DBRS Confirms Anheuser-Busch Co. at A(high)p and R-1(low)p
ConsumersDominion Bond Rating Service (“DBRS”) has today confirmed the ratings of Anheuser-Busch Companies, Inc. (“Anheuser-Busch” or the “Company”) as indicated above.
Although industry trends in the North American beer market have been challenging, Anheuser-Busch maintains a strong earnings profile due its dominant market position in the U.S. (49%), a significant scale advantage over its competitors, a primarily dedicated wholesaler network, and the strength of the Budweiser and Bud Light brands.
Earnings have come under pressure over the past 12 months from the following: (1) domestic beer demand in the U.S. has declined due to a consumer shift towards imported beers, spirits, and wine products; (2) competition within the beer industry has intensified, with stronger and more focused competitors in SABMiller plc, Molson Coors Brewing Company, and InBev SA; and (3) rising energy, glass, and aluminum prices. As a result, domestic revenues and EBITDA margins declined significantly for the 12 months to September 30, 2005, compared to F2004 [by 200 basis points (bps) and 300 bps, respectively], weakening cash flow and coverage ratios. Notwithstanding the above, earnings are expected to steadily recover and grow at a robust pace over the long term due to the Company’s strong operating profile, newer sales initiatives (such as the Budweiser Select brand and increased promotions) that have helped revive volume growth in recent months, and continued expansion of the Company’s presence in China and other developing markets.

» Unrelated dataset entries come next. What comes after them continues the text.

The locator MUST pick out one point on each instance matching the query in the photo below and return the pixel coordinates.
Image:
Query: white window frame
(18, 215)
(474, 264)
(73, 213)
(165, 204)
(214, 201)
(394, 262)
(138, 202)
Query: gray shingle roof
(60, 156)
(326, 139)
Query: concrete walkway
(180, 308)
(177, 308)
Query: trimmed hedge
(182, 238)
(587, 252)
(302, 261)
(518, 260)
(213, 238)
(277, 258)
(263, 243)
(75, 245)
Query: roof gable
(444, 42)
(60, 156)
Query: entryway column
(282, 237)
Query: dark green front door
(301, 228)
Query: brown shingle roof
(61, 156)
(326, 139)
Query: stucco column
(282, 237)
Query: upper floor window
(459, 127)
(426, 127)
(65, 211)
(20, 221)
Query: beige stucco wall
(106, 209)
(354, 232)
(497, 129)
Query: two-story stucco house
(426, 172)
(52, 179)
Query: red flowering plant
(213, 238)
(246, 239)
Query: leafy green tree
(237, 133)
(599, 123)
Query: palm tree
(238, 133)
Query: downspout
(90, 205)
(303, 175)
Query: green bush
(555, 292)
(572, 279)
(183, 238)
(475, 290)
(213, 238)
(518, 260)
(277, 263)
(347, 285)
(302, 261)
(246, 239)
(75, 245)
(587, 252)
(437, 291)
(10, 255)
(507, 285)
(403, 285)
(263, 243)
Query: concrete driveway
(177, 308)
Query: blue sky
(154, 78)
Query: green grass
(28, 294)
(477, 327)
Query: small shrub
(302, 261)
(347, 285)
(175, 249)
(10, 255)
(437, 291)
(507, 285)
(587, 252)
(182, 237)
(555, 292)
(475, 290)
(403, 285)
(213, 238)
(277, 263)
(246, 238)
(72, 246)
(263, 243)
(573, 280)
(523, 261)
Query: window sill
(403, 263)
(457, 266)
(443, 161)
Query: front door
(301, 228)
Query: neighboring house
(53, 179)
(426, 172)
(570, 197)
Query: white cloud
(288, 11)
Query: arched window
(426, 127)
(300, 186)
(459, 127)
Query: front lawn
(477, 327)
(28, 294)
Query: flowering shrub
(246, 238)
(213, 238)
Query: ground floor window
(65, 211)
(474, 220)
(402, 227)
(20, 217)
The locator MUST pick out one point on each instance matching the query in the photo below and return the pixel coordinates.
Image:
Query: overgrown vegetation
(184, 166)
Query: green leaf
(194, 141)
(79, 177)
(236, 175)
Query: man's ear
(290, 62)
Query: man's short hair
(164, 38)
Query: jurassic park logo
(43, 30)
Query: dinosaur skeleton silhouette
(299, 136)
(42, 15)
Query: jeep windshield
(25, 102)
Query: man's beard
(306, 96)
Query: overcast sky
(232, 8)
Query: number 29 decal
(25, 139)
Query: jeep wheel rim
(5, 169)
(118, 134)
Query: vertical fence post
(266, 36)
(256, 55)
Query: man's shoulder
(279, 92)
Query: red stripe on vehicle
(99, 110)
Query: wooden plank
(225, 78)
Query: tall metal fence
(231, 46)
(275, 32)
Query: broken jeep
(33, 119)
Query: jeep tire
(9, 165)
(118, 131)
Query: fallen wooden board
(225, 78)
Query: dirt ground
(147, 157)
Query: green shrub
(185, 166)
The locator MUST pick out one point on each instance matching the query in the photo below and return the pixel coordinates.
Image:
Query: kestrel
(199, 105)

While credit ratios have tightened from historical levels, they remain adequate for the rating and the Company continues to have flexibility through its sizeable free cash flow. Excess cash, however, will likely continue to be used towards substantial dividend payouts and share repurchases, limiting future debt reduction activity. Management is expected to remain committed to a target cash flow-to-debt ratio in the high 0.30 to 0.40 times range, which should be achievable despite the absence of debt reduction as earnings are expected to recover over time. At their current state, both the earnings and financial risk profiles are acceptable for the assigned ratings, but further and more prolonged earnings weakness would pressure the ratings.
Note:
p - This rating is based on public information.